Reports

Liechtenstein Private Bank's Profits Surge, Presses On With Restructuring

Tom Burroughes Group Editor London 22 March 2013

Liechtenstein Private Bank's Profits Surge, Presses On With Restructuring

Liechtensteinische Landesbank, the private bank based in the tiny European principality, said its net profit in 2012 surged to SFr97.9 million ($103.5 million) from SFr15.4 million a year before - a 535.5 per cent increase - while operating income rose 20.5 per cent to SFr408.9 million.

LLB has been restructuring its business lines with its “Focus2015” strategy. “It is focusing on clearly defined client segments and markets and reducing complexity and costs, thereby increasing profitability,” the bank said in a statement today.

"With the Focus2015 strategy, we are creating the basis for the sustained success and future-oriented development of the LLB Group. Over the next three years, we will consistently focus our financial and personnel resources on clearly defined client segments and markets with potential, in which the LLB Group can already demonstrate a solid position," group chief executive Roland Matt said.

The firm said the number of staff will drop to 840 full time roles; restructuring costs are expected to be around SFr7 million. By the end of 2015, LLB said it wants to achieve a cost/income ratio – currently 61.7 per cent – of less than 60 per cent; a Tier 1 capital ratio, under Basel rules, of more than 16 per cent, and a cumulative business result between 2013 and 2015 of more than SFr300 million.

Assets

Assets under management rose by 3.7 per cent year-on-year to SFr49.9 billion, driven by positive market conditions. There was a net money outflow of SFr392 million.

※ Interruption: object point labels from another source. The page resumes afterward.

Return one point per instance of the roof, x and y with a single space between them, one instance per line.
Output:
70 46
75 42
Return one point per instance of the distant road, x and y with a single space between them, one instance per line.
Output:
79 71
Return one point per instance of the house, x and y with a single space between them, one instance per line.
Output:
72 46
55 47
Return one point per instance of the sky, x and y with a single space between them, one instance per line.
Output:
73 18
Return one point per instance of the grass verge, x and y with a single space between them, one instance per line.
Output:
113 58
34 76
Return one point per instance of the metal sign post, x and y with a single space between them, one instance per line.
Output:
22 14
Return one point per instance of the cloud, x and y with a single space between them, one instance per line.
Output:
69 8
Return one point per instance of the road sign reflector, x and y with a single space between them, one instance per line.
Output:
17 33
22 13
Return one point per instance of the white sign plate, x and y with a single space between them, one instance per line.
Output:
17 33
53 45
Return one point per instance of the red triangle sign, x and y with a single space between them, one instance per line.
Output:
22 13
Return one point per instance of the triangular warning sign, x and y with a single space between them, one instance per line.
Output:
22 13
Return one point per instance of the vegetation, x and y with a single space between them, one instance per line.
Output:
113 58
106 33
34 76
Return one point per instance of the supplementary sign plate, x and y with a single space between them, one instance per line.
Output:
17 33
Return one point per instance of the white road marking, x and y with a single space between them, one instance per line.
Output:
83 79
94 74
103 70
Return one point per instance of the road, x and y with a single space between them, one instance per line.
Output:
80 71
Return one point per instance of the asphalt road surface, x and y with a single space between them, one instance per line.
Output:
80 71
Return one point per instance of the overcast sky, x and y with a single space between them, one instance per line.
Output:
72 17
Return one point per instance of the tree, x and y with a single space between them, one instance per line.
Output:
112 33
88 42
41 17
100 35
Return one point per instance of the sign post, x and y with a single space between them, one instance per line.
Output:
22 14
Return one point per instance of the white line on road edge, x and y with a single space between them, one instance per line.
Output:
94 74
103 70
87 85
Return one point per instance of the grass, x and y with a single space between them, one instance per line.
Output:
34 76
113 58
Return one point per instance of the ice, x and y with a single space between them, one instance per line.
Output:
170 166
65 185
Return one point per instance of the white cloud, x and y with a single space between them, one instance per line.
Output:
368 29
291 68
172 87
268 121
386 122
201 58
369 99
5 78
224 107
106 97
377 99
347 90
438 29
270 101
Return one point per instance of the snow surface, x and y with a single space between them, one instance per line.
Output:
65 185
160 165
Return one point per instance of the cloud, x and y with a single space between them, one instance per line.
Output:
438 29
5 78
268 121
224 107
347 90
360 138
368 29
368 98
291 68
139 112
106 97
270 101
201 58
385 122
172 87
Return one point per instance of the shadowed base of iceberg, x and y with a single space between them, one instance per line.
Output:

Net interest income fell by 4.5 per cent to SFr181.2 million, and net fee and commission income dropped 2.6 per cent to SFr203.5 million.

Personnel expenses fell by 11.2 per cent to SFr160.8 million. Administrative expenses fell by 1.4 per cent to SFr102.7 million.

The Focus2015 strategy has involved the following moves: Closure of LLB (Switzerland), sale of Jura Trust, adjustment of the network of branch offices, intensified sales and marketing activities in growth markets, and expansion of fund services.

The cost/income ratio fell to 61.7 per cent last year, against 75.9 per cent in 2011, LLB said.